Жаль, что муж не чувствует перемен, а если чувствует, то как-то не так, цепляется за старое. Застой прошелся по ее семье, никого не пощадил, полюбила она мужа не за пьянку, за прямой и честный характер. Чем-то они были схожи: муж и жена — одна сатана, всякое умели, ко всякому готовились. Кто ж мог знать, что ничего не потребуется: ни таланта, ни доброты, ни честности. Льстить и угождать не умели, блатом не запаслись. Теперь вот у разбитого корыта…
Какая я была весела, Да какая разгульчива, А теперь из-за милого Хожу задумчива!Сын глядел на нее и улыбался, не знал, что мать у него такая славная певунья. Чего, спрашивается, молчала?
— Пой, мама, пой! — просил Аркаша, сложив уставшие руки ей на колени. Они были тяжелые и теплые, потому что совсем недавно победили непобедимый отвал. И пусть об этом никто не знает, даже мать, но она все поняла и оттого такая славная сегодня, поет!.. Наденька тоже пела… Все они, женщины, чем-то похожи…

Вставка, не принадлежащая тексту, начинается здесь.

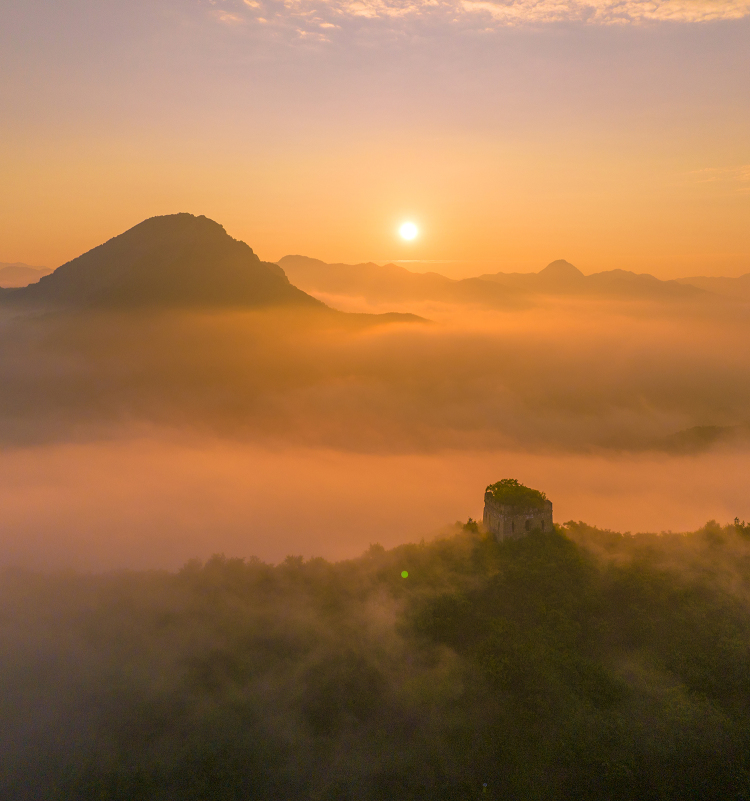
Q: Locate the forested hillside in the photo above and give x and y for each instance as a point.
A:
(577, 664)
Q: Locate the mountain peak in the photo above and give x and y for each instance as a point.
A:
(561, 269)
(173, 260)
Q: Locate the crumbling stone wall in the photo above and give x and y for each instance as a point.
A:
(512, 522)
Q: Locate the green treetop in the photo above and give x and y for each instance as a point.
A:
(510, 493)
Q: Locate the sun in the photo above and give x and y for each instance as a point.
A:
(408, 230)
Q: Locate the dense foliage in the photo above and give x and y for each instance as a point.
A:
(510, 493)
(576, 664)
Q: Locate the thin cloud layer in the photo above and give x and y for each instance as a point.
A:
(311, 18)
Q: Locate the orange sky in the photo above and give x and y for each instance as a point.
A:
(609, 134)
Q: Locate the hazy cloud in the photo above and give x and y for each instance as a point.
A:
(482, 14)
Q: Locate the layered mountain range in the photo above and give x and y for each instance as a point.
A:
(393, 283)
(18, 274)
(176, 260)
(183, 260)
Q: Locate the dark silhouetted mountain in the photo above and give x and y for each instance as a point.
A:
(561, 277)
(178, 260)
(731, 287)
(390, 283)
(19, 274)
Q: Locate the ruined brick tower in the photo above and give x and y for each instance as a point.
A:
(512, 510)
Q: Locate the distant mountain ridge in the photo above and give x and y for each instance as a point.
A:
(390, 283)
(18, 274)
(731, 287)
(561, 277)
(394, 283)
(170, 261)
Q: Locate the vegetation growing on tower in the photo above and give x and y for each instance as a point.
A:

А назавтра солнце встало над горизонтом чуть раньше обычного; выглянуло не из-за свалки, а через гребенку березовых лесов, свежее и чистое. Крыши домов вспыхнули золотом, пробудив в людях доброе чувство: что-то переменилось…
На заводе первой по причине пропажи отвала заблудилась повар Клава Шиш. Всю ночь она бдила у электропечи, варила свеклу с квашеной капустой для утреннего борща, а после этого согласно графику сдала ключи сменщице и пошла домой. Столовские приходили на смену налегке, а возвращались отягощенные двумя сумками. Груженная телячьей вырезкой и куриным фаршем, не считая прочей мелочи, Клава Шиш двинула знакомой тропою к отвалу, минуя проходные. Цвела запоздалая мать-и-мачеха, трясли седыми головками одуванчики, похожие на стареньких родителей, скакали чистенькие трясогузочки во фраках, солнце морочило голову. Тропа, скрытая травой от лишних глаз, изогнулась, обходя черную глыбу брошенного фундамента, и Клава сделала передышку перед решающим броском за кордон. Предстояло взобраться по круче на отвал, а после спуститься в город, на территорию, не подведомственную заводской охране. Клава прижала фарш к груди, подхватила вырезку и потрусила в меру сил. Что-то под ногами было не так. Не хватало горы. Клава благоразумно замедлилась и уперлась разгоряченным лбом в забор, наспех сколоченный из неструганных досок. Клава сердито взирала на него, занозив лоб и набив шишку, не понимая, потом составила сумки на землю и стала думать. Нести добро обратно, значит, выдать себя с головой, заведующая уже пришла на службу и строго бдит. Лучше перекинуть вырезку с фаршем через верх, а проходную пройти налегке, как конторская крыса, которой вынести нечего, кроме карандаша или дырокола.
Клава подняла пакет, размахнулась… Но вовремя передумала. Кто-то вожделенно глядел на нее с той стороны забора в щель между досками и ждал…
— Шиш тебе! — невежливо сказала Клава, не желая делиться, и сложила мясо в сумку. — Ты кто такая?
— Я техничка, — пропищали стеснительно оттуда, — не знаю как пройти!
— Ха-ха, — злорадно посмеялась Клава, значит, то был не сон: отвал и в самом деле сперли за какой-то надобностью, не побрезговали.
— Попалась, курица! — крикнула Клава опоздавшей техничке. Та не отвечала, топталась за забором и чего-то ждала, надеясь, что все само собой образуется, начальство распорядится, примет меры и отвал вернется на место.